Beth Murphy: That’s correct. All three are respiratory conditions. So if you have a chronic respiratory condition, even if you’re not sure what the diagnosis is, we’re encouraging you to come to us file a claim, look for information, and we’re here to help.
Tom Temin: And are the adjudicators mostly still working remotely, and how does it day to day there for VBA in just the normal processing of benefits claims?
Beth Murphy: Well, we have been able through technology and digitizing many of our records over the past several years. It’s really put us in a great position to be nimble and flexible and to not miss a beat. And the claims processors have been teleworking during the pandemic. And we’ve completed some of the highest numbers of claims annually in the last couple of years than we ever have. So it’s working quite well, and continuing to serve veterans despite any roadblocks.

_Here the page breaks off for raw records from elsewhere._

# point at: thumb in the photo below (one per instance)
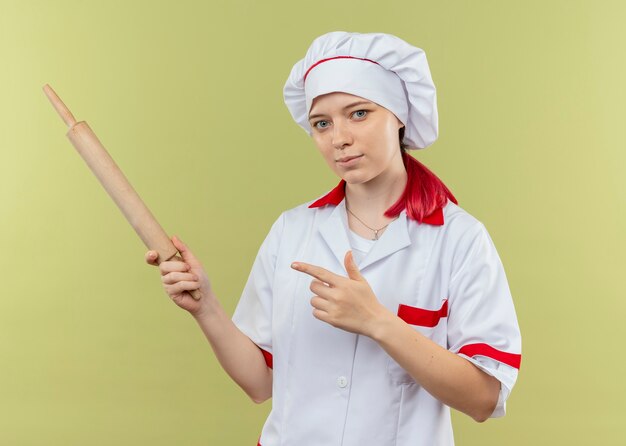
(185, 253)
(351, 267)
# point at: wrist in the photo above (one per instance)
(382, 324)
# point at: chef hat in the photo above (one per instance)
(379, 67)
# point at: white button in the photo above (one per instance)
(342, 381)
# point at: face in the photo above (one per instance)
(357, 138)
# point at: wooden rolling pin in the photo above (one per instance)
(113, 180)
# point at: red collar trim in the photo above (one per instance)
(335, 196)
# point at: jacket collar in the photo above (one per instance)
(336, 196)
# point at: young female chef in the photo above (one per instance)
(373, 309)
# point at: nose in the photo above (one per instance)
(341, 135)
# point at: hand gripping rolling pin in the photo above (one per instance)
(113, 180)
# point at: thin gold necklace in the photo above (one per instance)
(371, 229)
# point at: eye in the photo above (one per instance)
(321, 125)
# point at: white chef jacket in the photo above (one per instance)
(443, 277)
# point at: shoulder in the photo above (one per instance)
(458, 221)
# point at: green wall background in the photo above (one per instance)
(187, 97)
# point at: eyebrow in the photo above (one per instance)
(317, 115)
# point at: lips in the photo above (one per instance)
(348, 158)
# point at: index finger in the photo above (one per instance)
(171, 266)
(318, 272)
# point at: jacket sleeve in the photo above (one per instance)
(482, 324)
(253, 314)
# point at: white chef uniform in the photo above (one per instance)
(442, 276)
(332, 387)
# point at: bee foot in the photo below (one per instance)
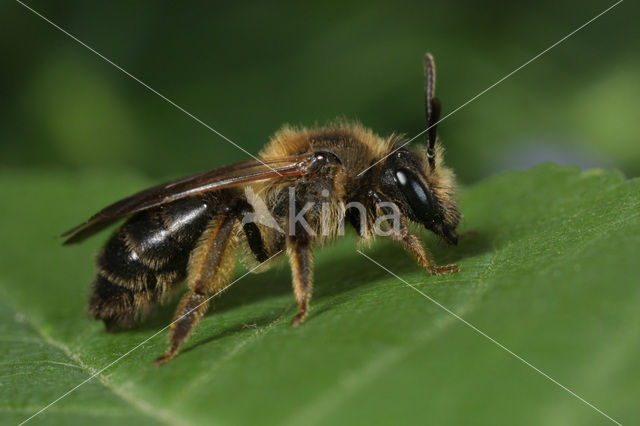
(166, 357)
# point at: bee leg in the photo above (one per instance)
(211, 267)
(301, 260)
(412, 244)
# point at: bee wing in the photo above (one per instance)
(224, 177)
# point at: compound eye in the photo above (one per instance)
(415, 193)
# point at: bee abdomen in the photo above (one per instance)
(145, 259)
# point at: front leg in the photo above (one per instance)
(409, 241)
(301, 260)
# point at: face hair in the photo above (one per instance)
(192, 229)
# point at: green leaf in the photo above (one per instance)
(551, 275)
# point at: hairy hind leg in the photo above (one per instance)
(412, 244)
(211, 267)
(301, 260)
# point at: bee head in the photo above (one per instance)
(417, 180)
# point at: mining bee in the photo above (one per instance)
(306, 184)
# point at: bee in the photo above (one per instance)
(192, 228)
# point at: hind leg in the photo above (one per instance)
(211, 267)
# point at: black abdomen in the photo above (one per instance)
(146, 257)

Tom Temin: Yes, because VBA had some serious backlogs, which I think were largely worked down to where the backlog pool is what you would expect to be in order to grant benefits in the required time limit. I think it’s 90 days if I’m correct. Do you expect this benefit to create a new workload such that you could get into a backlog situation again?
Beth Murphy: Well Tom, we define a case that’s in backlog is any case pending more than 125 days. And the number of inventory overall has been growing as we’ve added new presumptive conditions. The backlog has crept up a bit because as these cases are put kind of in bulk into our inventory so that we can work them, and then they aged into 125 days, then we see these kind of short term spikes in our backlog. But we’re working them down, we’e proactively hiring additional staff, getting them trained up. And as I said, our flexibility to be able to telework during this last couple of years has really been a big lift for us.

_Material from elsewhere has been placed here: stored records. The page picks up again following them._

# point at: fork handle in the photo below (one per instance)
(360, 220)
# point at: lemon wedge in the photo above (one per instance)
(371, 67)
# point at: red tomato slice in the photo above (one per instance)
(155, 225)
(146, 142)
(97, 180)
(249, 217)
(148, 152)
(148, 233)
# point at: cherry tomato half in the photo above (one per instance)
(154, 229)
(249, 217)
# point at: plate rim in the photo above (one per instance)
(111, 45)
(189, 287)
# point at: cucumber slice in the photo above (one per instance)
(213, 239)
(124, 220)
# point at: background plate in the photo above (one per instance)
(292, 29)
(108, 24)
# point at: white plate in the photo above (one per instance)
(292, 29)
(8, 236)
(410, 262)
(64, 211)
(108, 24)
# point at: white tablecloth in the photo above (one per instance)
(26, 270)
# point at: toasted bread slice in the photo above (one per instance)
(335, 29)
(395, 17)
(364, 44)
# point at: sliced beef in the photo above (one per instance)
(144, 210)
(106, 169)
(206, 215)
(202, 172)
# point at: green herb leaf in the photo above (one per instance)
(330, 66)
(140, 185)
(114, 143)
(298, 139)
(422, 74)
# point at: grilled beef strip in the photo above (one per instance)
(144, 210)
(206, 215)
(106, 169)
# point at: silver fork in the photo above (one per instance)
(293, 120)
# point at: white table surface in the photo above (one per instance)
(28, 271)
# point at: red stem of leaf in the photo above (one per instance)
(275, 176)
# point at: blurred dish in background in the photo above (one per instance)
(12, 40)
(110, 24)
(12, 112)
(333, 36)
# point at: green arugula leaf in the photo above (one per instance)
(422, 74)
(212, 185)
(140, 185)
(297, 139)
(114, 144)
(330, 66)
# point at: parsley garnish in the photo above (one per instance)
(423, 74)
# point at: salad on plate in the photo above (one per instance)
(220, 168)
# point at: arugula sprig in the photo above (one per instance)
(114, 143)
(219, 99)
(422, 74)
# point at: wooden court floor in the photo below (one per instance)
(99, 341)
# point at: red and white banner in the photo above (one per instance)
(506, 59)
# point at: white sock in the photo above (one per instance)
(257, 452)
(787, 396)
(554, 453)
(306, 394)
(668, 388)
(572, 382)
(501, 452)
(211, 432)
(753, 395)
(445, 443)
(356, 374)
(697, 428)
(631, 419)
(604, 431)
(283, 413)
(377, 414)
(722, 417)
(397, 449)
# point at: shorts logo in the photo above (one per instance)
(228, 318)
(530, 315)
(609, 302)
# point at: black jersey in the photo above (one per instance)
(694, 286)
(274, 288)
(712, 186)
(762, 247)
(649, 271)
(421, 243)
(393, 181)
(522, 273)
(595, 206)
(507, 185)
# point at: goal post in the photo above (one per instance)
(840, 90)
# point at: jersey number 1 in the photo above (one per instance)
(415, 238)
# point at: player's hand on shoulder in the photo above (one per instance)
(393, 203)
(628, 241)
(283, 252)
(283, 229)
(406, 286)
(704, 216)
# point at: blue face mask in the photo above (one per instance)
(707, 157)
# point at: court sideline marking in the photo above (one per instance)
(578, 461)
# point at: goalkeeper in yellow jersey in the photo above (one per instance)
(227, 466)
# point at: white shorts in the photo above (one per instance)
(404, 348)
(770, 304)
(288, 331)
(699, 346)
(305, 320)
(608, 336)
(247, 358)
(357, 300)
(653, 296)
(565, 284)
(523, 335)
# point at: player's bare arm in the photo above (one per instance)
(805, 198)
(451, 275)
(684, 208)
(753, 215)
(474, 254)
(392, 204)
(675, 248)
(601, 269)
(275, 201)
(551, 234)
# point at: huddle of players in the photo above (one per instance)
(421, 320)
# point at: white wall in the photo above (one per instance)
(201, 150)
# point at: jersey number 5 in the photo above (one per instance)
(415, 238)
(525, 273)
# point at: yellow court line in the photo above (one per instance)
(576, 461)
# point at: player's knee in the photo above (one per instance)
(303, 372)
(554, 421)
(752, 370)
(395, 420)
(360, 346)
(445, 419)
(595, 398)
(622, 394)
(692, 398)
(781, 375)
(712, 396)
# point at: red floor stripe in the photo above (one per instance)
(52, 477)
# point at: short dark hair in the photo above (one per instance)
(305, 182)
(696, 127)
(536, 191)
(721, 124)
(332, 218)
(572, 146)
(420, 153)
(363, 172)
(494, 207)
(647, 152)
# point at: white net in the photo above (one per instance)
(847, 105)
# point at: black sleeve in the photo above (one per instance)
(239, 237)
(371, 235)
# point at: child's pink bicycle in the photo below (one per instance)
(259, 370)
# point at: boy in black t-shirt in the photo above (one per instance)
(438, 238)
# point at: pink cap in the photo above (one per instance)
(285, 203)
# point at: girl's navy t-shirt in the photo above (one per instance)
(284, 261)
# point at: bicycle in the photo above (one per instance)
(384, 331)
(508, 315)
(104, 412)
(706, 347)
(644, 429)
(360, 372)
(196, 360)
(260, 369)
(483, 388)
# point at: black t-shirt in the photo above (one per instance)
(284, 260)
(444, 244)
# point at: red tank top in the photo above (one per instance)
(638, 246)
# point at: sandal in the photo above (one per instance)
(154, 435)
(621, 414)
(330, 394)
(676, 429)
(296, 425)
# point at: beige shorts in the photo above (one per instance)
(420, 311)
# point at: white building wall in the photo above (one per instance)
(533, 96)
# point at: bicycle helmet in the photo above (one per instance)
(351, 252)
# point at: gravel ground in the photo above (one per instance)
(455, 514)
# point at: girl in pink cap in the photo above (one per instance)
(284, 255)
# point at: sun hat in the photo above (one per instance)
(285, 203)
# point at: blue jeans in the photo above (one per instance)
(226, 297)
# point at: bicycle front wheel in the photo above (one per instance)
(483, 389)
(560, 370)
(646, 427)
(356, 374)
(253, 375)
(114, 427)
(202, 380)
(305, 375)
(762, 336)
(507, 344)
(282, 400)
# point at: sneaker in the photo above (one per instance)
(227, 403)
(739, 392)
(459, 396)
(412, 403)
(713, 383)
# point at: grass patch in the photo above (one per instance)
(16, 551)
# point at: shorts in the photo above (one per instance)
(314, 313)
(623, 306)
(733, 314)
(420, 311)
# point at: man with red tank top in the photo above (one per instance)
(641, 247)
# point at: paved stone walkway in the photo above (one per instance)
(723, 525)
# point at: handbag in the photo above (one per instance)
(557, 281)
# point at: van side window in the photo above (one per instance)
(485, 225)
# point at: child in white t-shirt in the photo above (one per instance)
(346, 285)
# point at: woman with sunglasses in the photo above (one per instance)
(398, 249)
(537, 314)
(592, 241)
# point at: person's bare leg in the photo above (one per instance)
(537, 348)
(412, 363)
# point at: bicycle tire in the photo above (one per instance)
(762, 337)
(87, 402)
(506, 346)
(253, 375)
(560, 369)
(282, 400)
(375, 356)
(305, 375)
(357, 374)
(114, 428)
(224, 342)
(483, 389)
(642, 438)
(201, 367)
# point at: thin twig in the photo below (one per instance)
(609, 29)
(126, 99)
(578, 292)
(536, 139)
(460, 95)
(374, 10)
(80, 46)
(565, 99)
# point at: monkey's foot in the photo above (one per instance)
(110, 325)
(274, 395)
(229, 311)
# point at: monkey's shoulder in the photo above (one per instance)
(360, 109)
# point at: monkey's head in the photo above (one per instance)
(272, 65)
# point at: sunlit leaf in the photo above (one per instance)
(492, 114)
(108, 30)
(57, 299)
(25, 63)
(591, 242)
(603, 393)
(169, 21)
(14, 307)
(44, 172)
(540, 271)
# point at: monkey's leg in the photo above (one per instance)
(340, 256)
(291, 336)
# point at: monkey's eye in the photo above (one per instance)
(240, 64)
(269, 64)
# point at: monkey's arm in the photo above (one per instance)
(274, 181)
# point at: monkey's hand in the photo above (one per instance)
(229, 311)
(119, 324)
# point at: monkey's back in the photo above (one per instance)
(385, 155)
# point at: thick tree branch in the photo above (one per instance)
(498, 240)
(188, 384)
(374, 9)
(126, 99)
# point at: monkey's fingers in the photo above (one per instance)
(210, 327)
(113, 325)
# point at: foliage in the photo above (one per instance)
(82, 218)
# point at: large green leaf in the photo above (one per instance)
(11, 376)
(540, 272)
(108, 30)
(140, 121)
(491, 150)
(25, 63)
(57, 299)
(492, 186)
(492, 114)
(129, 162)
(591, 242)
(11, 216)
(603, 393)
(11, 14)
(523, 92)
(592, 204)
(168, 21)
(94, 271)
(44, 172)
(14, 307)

Tom Temin: And is there any kind of technical support, especially the might work efficiently in a presumptive situation, because the basic facts of presumption can be established easily. There are digital records for all of this. And then the only thing you need to add is some assertion, say by a doctor, that yes, this person has asthma.
Beth Murphy: Yes, I have to say, digitizing our records over the last many years has been a huge positive impact for us. If there are treatment records available in VHA or through a private provider, we can very quickly retrieve those for the veteran. And if necessary, we can schedule a VA examination. And that would be at no cost to the veteran just to assess and validate the severity of the condition. So there is a lot of support, a lot of assistance for veterans to go through this process.

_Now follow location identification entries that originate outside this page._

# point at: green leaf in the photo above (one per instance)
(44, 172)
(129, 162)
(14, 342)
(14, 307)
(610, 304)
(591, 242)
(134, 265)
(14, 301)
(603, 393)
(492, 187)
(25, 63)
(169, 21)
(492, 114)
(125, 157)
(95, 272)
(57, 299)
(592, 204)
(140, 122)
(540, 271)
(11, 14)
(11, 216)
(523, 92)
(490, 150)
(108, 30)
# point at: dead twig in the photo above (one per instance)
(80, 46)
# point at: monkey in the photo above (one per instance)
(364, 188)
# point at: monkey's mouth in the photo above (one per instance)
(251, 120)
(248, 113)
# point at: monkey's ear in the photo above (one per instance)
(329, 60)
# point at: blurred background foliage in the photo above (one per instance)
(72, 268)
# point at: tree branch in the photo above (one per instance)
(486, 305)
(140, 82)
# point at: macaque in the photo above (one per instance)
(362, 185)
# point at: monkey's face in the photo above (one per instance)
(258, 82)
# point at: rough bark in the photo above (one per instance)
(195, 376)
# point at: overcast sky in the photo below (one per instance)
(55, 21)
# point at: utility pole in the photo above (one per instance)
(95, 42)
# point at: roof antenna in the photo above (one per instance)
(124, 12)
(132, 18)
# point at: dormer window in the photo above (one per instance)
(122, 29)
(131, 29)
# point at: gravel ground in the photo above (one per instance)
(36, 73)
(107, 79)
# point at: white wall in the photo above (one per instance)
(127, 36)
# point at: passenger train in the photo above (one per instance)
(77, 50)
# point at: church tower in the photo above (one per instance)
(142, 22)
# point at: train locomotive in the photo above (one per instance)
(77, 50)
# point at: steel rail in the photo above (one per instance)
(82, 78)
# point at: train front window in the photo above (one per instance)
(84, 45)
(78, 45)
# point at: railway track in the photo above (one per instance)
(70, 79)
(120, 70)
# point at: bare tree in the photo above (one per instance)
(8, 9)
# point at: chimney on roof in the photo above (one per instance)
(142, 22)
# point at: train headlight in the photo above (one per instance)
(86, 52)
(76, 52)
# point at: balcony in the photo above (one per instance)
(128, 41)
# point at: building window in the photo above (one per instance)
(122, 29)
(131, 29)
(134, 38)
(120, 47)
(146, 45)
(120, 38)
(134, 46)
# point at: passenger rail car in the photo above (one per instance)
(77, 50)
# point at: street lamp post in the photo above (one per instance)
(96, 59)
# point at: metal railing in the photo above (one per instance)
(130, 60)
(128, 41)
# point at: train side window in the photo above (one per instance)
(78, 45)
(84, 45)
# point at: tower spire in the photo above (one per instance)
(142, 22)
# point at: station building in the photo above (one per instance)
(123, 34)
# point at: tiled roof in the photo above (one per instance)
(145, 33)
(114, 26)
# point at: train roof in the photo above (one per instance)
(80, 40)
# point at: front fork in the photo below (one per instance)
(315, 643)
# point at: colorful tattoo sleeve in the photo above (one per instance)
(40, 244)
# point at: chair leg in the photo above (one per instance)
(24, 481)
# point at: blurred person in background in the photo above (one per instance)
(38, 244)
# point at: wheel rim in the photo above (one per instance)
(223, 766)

Tom Temin: And is there an estimate of what the burn pit benefits will cost per year, and did Congress help out with that?
Beth Murphy: Well, there have been estimates, there have been projections, those have been shared. And right now we’re really focused on assisting veterans to get these benefits that have been granted. And it’s the right thing to do.
Tom Temin: Sure. And you mentioned you have processed 4,000. How many are sitting there in the hopper?
Beth Murphy: I would have to check. It’s I think we’ve got maybe two or three times that many that are still in process. But like I said, it is a process to gather the information, private VHA records, get exams scheduled and conducted. But we’re working through them, paying claims, and making sure veterans are receiving what they’re entitled to.
Tom Temin: Sure, and you’re doing a major national outreach too to make sure that everyone knows.
Beth Murphy: Absolutely, we’re on social media. I’m reaching out through various outlets. And we have sent outreach letters to those who were previously denied to encourage them to reapply.
Tom Temin: Alright, Beth Murphy is executive director of compensation services at the Veterans Benefits Administration. Thanks so much.
Beth Murphy: Thanks for having me on your program Tom.